Masahiko Loo, portfolio manager of AllianceBernstein (NYSE:), said: “In general, the People’s Bank of China is relaxing, but it is not flooding the banking system like the Fed. Today’s economic data is not that bad.”

Contrary to the trend, the Nikkei Index fell 0.9%, affected by concerns about the increase in domestic COVID-19 infections.

Wall Street stocks were mixed, with S&P closing up 0.12% and Nasdaq down 0.22%.

In his testimony to the US House of Representatives Financial Services Committee, Powell said that the US economy is “still a distance” from the level the central bank hopes to see before reducing monetary support.

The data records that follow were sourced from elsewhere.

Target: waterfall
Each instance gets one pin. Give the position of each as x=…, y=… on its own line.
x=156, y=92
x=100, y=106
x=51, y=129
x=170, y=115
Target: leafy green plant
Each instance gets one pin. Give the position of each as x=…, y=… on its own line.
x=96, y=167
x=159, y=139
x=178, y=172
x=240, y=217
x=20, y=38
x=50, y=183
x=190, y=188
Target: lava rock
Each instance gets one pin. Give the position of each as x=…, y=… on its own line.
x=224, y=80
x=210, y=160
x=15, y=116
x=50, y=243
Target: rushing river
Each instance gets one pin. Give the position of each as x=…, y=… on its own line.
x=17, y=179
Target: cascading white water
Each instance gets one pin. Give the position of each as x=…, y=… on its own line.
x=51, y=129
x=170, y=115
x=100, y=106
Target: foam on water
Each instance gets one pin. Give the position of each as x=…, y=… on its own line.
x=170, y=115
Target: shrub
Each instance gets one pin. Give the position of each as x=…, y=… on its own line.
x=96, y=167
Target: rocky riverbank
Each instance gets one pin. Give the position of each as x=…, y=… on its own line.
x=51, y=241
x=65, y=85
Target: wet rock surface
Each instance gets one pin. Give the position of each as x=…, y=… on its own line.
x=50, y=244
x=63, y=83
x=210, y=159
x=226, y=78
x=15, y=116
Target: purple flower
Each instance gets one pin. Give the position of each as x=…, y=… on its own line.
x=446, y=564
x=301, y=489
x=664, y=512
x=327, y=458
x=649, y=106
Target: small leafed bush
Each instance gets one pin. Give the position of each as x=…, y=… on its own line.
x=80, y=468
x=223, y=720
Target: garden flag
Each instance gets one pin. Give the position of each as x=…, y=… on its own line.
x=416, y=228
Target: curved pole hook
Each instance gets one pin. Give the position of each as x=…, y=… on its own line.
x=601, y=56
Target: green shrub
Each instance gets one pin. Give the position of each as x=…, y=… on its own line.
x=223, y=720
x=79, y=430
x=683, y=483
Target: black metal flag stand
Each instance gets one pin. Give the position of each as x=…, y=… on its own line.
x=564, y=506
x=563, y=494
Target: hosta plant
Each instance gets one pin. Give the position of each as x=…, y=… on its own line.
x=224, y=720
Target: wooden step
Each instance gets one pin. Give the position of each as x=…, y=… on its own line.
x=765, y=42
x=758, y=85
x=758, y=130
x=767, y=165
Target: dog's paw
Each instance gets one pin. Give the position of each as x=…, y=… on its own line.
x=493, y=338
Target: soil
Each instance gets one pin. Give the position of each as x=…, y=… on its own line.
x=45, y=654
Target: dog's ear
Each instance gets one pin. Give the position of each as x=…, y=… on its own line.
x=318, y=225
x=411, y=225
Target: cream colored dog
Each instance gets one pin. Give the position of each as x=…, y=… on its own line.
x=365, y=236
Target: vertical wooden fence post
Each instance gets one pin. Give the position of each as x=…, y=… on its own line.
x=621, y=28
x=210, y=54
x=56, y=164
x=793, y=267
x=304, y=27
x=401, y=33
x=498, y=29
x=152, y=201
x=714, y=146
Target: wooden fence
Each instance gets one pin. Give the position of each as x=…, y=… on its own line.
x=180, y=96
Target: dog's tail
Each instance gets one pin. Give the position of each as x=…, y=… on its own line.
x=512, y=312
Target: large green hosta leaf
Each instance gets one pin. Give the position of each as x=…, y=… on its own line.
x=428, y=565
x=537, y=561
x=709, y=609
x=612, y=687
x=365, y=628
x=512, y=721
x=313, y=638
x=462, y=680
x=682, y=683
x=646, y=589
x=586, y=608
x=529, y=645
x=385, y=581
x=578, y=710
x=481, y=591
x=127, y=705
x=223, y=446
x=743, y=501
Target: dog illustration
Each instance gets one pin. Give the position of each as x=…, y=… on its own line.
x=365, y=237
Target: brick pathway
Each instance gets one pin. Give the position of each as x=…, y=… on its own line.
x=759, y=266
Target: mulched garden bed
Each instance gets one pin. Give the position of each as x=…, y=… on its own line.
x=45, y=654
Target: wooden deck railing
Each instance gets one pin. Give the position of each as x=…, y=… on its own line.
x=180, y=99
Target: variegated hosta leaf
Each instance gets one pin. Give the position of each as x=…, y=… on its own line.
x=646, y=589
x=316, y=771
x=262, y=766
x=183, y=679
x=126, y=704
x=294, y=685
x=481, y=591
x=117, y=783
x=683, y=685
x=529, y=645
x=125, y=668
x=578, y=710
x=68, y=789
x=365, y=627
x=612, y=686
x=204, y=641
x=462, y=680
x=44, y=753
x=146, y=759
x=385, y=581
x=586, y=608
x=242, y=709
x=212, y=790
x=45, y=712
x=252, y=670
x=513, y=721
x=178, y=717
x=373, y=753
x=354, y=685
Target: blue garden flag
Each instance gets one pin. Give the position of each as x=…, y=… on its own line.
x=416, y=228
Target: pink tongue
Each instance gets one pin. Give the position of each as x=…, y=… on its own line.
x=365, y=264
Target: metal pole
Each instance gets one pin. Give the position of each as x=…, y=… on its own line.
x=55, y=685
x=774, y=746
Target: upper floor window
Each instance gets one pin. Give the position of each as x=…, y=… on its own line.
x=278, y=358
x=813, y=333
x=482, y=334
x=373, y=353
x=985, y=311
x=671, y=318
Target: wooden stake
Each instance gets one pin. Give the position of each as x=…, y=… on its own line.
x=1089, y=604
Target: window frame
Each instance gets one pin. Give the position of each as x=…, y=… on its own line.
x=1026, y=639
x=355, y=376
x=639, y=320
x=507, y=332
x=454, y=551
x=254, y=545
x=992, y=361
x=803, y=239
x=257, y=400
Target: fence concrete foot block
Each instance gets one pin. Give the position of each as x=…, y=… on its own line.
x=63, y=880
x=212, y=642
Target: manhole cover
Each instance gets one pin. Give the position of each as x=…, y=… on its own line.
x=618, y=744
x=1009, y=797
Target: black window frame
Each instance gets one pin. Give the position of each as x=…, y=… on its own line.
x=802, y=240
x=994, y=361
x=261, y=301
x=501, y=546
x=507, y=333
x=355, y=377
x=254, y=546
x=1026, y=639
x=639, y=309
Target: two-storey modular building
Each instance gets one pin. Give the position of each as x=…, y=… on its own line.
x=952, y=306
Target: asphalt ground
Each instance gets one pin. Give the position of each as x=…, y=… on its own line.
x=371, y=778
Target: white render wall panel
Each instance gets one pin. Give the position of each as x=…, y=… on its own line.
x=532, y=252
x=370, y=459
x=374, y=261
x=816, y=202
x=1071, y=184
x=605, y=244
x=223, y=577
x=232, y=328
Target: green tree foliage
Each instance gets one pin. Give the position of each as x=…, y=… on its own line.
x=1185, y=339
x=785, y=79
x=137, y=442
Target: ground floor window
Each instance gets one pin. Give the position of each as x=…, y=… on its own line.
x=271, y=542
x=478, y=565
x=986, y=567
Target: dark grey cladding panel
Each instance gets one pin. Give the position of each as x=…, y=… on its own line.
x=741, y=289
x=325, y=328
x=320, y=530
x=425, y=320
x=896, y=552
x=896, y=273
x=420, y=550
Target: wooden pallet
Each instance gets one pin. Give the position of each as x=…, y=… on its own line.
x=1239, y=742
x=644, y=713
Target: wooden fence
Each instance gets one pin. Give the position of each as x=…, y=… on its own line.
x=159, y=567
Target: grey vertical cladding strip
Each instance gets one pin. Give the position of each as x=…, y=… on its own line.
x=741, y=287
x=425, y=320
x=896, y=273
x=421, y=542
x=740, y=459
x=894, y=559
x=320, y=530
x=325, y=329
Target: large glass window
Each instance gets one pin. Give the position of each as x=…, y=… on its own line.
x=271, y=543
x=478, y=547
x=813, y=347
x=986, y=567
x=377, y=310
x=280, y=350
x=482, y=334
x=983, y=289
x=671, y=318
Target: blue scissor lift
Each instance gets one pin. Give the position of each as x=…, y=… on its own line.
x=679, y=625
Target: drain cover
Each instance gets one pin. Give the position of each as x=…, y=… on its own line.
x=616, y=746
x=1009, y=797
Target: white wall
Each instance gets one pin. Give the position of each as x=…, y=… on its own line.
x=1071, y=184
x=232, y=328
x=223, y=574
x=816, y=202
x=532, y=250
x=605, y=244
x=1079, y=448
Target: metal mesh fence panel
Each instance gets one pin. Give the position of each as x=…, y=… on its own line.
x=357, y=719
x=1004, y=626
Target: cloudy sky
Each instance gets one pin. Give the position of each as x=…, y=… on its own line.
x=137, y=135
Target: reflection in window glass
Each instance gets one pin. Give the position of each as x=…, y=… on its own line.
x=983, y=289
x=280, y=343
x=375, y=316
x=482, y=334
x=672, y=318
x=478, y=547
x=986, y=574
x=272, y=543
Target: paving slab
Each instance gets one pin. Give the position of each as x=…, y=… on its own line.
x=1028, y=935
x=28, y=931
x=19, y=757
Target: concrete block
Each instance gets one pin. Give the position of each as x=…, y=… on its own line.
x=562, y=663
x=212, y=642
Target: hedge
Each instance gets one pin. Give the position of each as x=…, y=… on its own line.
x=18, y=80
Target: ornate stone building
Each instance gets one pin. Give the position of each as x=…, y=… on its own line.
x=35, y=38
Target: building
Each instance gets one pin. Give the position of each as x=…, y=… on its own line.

He also stated that he believes that the recent price increase is related to the country’s reopening after the pandemic and will gradually fade away.

Before his comment, data released this week showed that consumer prices rose the most in 13 years in June, while producer price increases accelerated to the largest annual increase in more than a decade.

Chotaro Morita, chief interest rate strategist at SMBC Nikko Securities, said that Powell once again assured the market that the Fed will not be too tough in curbing inflation.

Global bond yields fell, with 10-year US Treasury yields falling to 1.336%, having reached a peak of 1.423% on Wednesday.

The yield on inflation-protected bonds (sometimes called the real yield) fell below minus 1.0%, close to the lowest level since February.

“Given that bond yields started to fall before Powell’s speech, the market may be driven more by short covering and closing of reduced positions than Powell’s comments themselves,” SMBC Nikko’s Morita also added.

In the currency market, Powell’s dovish stance suppressed the dollar.

The euro rebounded from a three-month low of $1.1772 on Wednesday to $1.1826. After falling 0.6% on Wednesday, the U.S. dollar exchange rate was 109.88 yen.

Three weeks after hitting 6.4508 overnight, Asia fell to 6.4693 against the US dollar.

Gold jumped to a one-month high of $1,829.8 per ounce on Wednesday, and finally closed at $1,826.1.

After the world’s major oil producers reached a compromise on supply issues and US data showed a slight decline in demand in the past week, oil prices fell. [EIA/S]

Futures fell 1.0% to US$72.40 per barrel, while futures fell 0.8% to US$74.18 per barrel.